Der Schadensersatz für die nicht gezahlten Löhne der Mitarbeiter von Providence belief sich auf rund 98 Millionen US-Dollar, aber Providence wird zur Zahlung weitaus mehr verurteilt. Nach dem Recht des US-Bundesstaates Washington müssen Arbeitgeber die doppelte Höhe des Schadensersatzes zahlen, wenn ein Richter feststellt, dass sie sich vorsätzlich dafür entschieden haben, Löhne einzubehalten – und Richterin Averil Rothrock vom King County Superior Court hat genau das getan.
Mit den gesetzlichen Zinsen müsste Providence insgesamt etwa 220 Millionen US-Dollar zahlen, sagte Rittereiser.
In einer mit MedCity News geteilten Erklärung schrieb ein Sprecher von Providence, dass das Gesundheitssystem seine Mitarbeiter schätzt und „sich weiterhin dafür einsetzt, ihnen umfassende, wettbewerbsfähige Löhne und Zusatzleistungen zu bieten und sicherzustellen, dass sie für die geleistete Arbeitszeit korrekt vergütet werden“.
Der Sprecher schrieb außerdem, dass Providence mit den Behauptungen der Kläger nicht einverstanden sei, dass einige Providence-Krankenhäuser in Washington es versäumt hätten, den Arbeitnehmern eine angemessene Entschädigung zu gewähren.
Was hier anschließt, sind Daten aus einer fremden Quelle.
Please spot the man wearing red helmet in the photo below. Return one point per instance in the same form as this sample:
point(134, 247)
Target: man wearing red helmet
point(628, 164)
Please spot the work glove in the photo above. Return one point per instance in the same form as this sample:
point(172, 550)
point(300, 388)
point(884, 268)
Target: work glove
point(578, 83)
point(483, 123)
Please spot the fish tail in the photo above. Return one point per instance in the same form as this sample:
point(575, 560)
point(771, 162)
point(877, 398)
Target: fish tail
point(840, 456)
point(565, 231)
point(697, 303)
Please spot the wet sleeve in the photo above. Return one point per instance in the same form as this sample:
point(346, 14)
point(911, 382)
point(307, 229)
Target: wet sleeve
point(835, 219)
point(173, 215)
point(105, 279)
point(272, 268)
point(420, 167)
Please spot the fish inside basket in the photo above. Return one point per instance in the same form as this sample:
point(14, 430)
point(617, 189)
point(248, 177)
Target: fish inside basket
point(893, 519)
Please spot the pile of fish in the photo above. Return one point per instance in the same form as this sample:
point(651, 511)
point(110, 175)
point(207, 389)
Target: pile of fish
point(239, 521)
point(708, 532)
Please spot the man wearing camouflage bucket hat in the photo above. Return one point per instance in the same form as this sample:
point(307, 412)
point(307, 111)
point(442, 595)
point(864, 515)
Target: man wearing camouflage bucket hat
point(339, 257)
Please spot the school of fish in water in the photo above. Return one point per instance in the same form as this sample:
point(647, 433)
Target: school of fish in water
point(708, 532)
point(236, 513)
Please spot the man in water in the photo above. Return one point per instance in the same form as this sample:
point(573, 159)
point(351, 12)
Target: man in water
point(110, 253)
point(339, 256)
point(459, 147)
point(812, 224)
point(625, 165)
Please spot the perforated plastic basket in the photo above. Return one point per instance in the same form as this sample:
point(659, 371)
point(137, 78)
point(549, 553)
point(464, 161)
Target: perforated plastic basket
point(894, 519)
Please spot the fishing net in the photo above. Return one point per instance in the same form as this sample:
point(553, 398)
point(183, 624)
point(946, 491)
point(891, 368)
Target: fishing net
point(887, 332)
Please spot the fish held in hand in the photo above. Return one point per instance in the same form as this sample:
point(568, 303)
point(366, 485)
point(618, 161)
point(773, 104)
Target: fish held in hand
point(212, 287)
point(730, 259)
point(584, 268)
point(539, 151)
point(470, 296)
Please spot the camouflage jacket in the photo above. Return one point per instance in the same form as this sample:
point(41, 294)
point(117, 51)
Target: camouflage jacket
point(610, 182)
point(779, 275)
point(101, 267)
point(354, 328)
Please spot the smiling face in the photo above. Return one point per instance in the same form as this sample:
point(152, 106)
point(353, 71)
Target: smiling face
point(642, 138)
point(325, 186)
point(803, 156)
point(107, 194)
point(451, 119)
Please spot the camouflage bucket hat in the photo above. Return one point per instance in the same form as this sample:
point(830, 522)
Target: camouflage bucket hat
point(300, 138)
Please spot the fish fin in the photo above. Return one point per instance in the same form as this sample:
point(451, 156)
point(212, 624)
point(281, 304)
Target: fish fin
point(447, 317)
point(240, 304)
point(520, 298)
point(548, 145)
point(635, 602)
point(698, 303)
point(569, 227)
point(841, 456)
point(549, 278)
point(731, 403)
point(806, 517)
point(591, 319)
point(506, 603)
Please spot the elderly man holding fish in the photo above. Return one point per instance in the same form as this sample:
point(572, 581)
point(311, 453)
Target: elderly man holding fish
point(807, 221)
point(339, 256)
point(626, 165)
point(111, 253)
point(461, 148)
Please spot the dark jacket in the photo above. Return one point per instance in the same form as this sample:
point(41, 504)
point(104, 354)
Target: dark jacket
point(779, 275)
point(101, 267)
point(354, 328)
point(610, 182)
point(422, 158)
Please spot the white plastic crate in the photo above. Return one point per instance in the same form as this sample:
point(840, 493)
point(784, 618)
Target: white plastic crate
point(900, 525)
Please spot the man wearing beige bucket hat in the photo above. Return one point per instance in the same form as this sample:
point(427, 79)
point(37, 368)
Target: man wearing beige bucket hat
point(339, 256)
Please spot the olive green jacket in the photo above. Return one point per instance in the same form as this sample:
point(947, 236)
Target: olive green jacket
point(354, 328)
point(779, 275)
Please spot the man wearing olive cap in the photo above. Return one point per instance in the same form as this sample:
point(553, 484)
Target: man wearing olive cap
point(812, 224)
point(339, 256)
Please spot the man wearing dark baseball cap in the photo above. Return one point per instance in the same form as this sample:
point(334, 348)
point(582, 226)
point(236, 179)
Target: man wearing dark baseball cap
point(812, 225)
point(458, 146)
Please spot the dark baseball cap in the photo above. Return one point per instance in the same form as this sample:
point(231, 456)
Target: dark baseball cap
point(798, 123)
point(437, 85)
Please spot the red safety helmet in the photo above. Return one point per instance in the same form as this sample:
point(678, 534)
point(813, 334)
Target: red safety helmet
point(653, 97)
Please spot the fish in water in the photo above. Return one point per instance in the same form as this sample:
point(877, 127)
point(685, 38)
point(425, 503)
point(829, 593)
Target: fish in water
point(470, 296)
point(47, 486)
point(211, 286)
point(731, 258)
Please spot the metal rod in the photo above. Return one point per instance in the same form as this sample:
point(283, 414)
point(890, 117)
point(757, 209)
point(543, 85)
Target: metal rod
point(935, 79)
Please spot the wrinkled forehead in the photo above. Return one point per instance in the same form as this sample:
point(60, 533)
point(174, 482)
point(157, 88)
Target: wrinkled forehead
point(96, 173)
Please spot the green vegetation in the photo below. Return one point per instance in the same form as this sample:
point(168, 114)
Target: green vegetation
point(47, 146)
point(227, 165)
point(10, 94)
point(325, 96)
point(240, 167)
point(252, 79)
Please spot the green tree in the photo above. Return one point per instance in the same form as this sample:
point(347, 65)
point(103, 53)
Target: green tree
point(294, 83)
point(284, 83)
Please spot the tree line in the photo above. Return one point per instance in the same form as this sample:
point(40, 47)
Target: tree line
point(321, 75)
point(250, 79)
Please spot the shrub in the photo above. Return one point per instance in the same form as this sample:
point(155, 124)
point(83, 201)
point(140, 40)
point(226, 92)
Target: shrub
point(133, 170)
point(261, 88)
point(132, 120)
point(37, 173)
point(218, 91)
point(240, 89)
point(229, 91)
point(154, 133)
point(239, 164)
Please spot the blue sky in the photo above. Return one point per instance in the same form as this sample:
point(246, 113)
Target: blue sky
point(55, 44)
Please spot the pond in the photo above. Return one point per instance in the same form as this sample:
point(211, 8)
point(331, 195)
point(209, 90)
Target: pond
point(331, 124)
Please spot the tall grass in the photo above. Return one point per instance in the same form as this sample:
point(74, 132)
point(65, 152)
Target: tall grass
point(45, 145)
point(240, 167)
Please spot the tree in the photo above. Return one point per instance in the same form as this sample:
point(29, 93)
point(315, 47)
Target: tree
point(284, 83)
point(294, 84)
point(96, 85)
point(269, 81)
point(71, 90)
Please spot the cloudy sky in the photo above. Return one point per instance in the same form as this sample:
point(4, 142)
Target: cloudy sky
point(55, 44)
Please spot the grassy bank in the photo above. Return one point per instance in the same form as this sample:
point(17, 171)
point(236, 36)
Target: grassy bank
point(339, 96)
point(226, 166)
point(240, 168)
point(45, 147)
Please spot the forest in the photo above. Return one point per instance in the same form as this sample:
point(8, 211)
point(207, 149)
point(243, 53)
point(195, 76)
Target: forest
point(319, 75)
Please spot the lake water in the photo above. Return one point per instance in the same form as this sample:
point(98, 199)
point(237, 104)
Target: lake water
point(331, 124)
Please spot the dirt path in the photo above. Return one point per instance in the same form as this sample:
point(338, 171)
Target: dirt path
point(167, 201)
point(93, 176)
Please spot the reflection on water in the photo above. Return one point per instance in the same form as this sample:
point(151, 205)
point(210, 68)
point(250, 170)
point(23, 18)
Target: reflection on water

„Dieser Fall stellte mehrere neue und komplexe Lohn- und Stundenfragen dar, die weder in den Washingtoner Gesetzen noch von den Washingtoner Berufungsgerichten behandelt werden. Zusammen mit anderen Arbeitgebern, die ebenfalls Klarheit zu diesen Lohn- und Stundenfragen in Washington suchen, beabsichtigen wir, gegen dieses Ergebnis Berufung einzulegen“, heißt es in der Erklärung des Sprechers.